Total expenditures were KD 10.3 billion in FY06/07, 50% higher than the previous year. Even this, however, was 7% below budget, mainly because of a 22% shortfall in spending on capital projects (partly the result of delays in project implementation) which offset an overshoot of 160% on transfers to public institutions. Still, aside from the PIFSS payment and the Amiri Grant, capital expenditure remains the largest growing expenditure category, expanding by 32% in 2006/07.
The NBK report adds that more than half of government spending in 2006/07 fell under the Miscellaneous and Transfers category – which captures grants, and spending on public institutions such as the National Assembly, Kuwait University and KISR, as well as transfers abroad and spending on health services overseas. Spending in this category rose dramatically in 2006/07, by 84%, driven by the one off payments to the PIFSS and the Amiri grant. Excluding these special items, category spending would have increased by 16%.
Aside from transfers, there were other important increases in spending during the year. A KD 259 million, or 37%, increase in spending on fuel helped push total expenditures on goods and services to KD 1.4 billion, up from KD 1.1 billion the previous year.

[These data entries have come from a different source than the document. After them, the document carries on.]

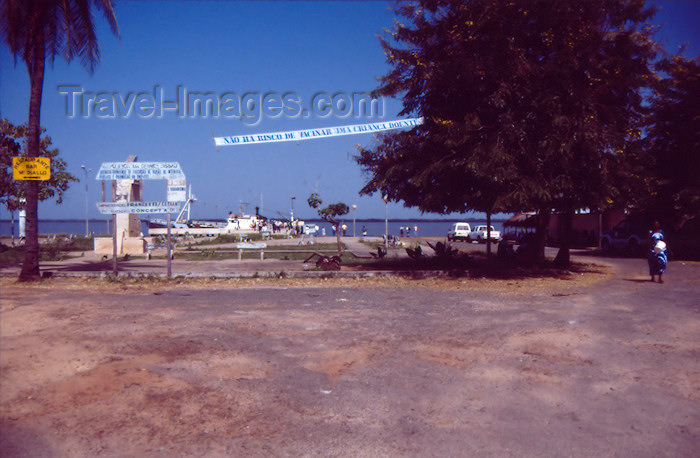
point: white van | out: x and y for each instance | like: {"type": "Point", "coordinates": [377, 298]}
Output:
{"type": "Point", "coordinates": [459, 231]}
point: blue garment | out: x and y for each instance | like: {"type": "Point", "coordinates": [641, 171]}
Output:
{"type": "Point", "coordinates": [657, 261]}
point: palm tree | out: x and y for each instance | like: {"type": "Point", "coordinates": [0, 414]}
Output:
{"type": "Point", "coordinates": [35, 30]}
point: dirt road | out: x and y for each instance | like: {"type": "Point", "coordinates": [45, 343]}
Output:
{"type": "Point", "coordinates": [606, 364]}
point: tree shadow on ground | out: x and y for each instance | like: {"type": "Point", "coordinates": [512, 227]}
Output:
{"type": "Point", "coordinates": [477, 266]}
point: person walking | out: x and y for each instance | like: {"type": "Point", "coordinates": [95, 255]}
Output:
{"type": "Point", "coordinates": [657, 257]}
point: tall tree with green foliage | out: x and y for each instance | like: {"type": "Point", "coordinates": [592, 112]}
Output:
{"type": "Point", "coordinates": [528, 104]}
{"type": "Point", "coordinates": [12, 141]}
{"type": "Point", "coordinates": [330, 214]}
{"type": "Point", "coordinates": [35, 30]}
{"type": "Point", "coordinates": [674, 141]}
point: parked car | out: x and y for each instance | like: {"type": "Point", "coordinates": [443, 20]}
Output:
{"type": "Point", "coordinates": [629, 234]}
{"type": "Point", "coordinates": [458, 232]}
{"type": "Point", "coordinates": [480, 234]}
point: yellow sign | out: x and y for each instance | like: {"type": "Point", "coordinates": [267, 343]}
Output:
{"type": "Point", "coordinates": [31, 168]}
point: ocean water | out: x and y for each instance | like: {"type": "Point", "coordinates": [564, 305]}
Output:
{"type": "Point", "coordinates": [426, 228]}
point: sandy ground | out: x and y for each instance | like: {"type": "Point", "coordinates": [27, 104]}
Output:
{"type": "Point", "coordinates": [601, 364]}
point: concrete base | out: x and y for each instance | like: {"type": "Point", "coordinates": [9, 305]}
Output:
{"type": "Point", "coordinates": [129, 245]}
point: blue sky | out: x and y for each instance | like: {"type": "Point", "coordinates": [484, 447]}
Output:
{"type": "Point", "coordinates": [294, 49]}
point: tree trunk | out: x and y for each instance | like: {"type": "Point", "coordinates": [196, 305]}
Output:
{"type": "Point", "coordinates": [563, 258]}
{"type": "Point", "coordinates": [488, 234]}
{"type": "Point", "coordinates": [30, 267]}
{"type": "Point", "coordinates": [541, 235]}
{"type": "Point", "coordinates": [337, 236]}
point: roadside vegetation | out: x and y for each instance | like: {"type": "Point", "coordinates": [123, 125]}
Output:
{"type": "Point", "coordinates": [57, 248]}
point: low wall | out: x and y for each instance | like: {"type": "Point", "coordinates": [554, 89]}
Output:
{"type": "Point", "coordinates": [129, 245]}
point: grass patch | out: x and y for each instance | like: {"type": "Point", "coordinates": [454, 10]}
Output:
{"type": "Point", "coordinates": [59, 248]}
{"type": "Point", "coordinates": [286, 253]}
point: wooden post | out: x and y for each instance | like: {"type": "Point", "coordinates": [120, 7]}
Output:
{"type": "Point", "coordinates": [115, 270]}
{"type": "Point", "coordinates": [167, 238]}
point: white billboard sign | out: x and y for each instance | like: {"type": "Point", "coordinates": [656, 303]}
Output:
{"type": "Point", "coordinates": [141, 208]}
{"type": "Point", "coordinates": [140, 171]}
{"type": "Point", "coordinates": [177, 191]}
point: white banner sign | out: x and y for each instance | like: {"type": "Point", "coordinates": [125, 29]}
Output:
{"type": "Point", "coordinates": [296, 135]}
{"type": "Point", "coordinates": [177, 191]}
{"type": "Point", "coordinates": [140, 171]}
{"type": "Point", "coordinates": [142, 208]}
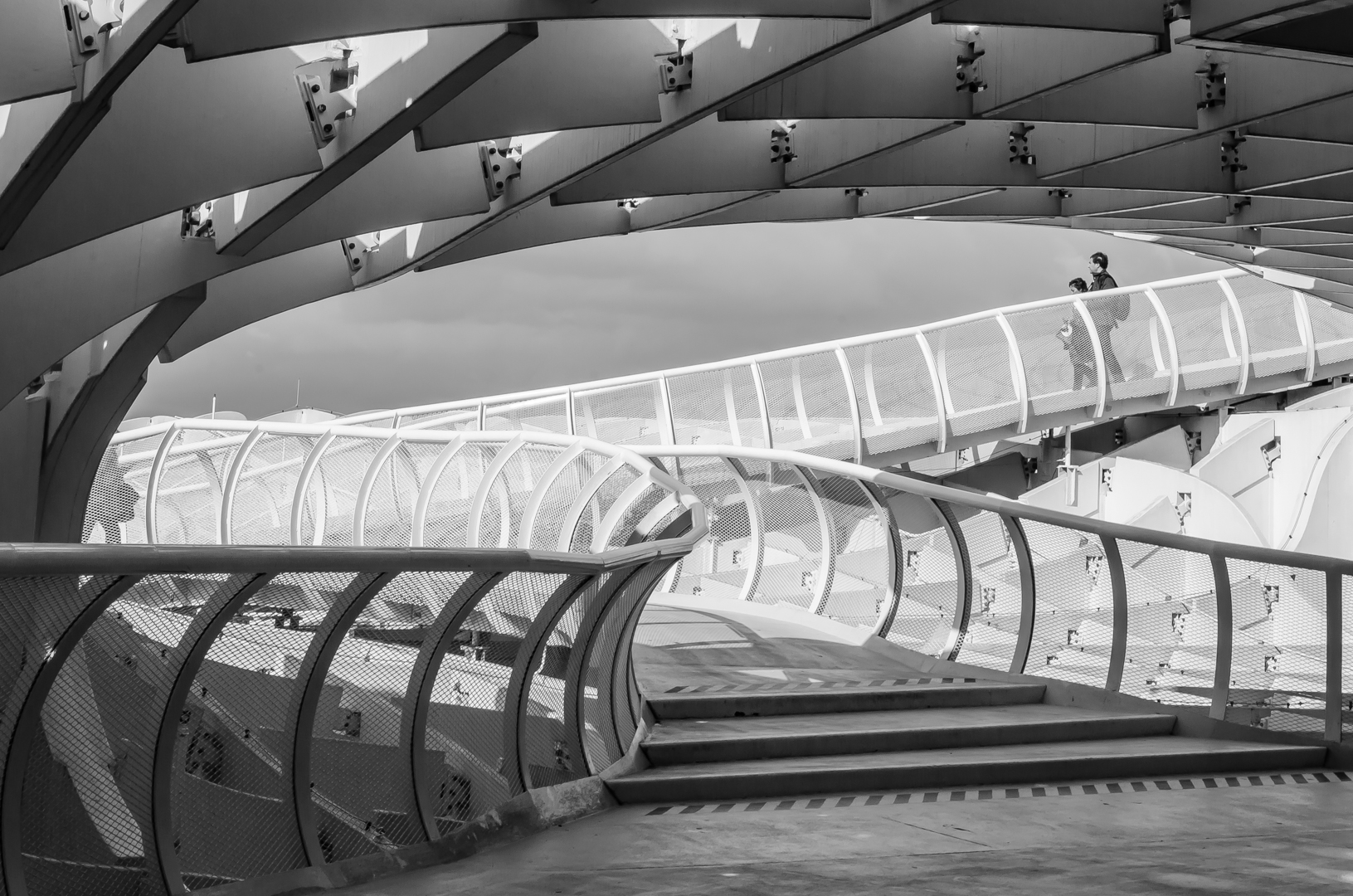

Spending on wages and salaries under Chapter 1 increased 15.3% to KD 2.2 billion. The largest increases were at the ministries of Education, Public Health, Interior and Electricity and Water with increments of KD 124 million (24%), KD 38 million (15%), KD 26 million (6%), and KD 23 million (28%), respectively. Military wages and salaries – which appear separately under Chapter 5 (‘Transfers & Miscellaneous’) - dropped by 2.6% to KD 709 million - the first drop since 1996/97. Excluding the one-time payment to the PIFSS, overall employment-related expenditures (which include civilian and military salaries, spending on the National Labor Support program and regular transfers to the PIFSS) rose by 8% to KD 3.7 billion.
The bulk of the 32% growth in spending on development projects, maintenance, and land purchases (‘capital spending’) during 2006/07 came from a near doubling of spending on land purchases to KD 361 million. A significant increase of 27% was also seen in spending by the Ministry of Electricity and Water (MEEW), even though this included a 37% under-spend from budgeted figures. Spending by the Ministry of Public Works fell in absolute terms, and came in 21% below budget.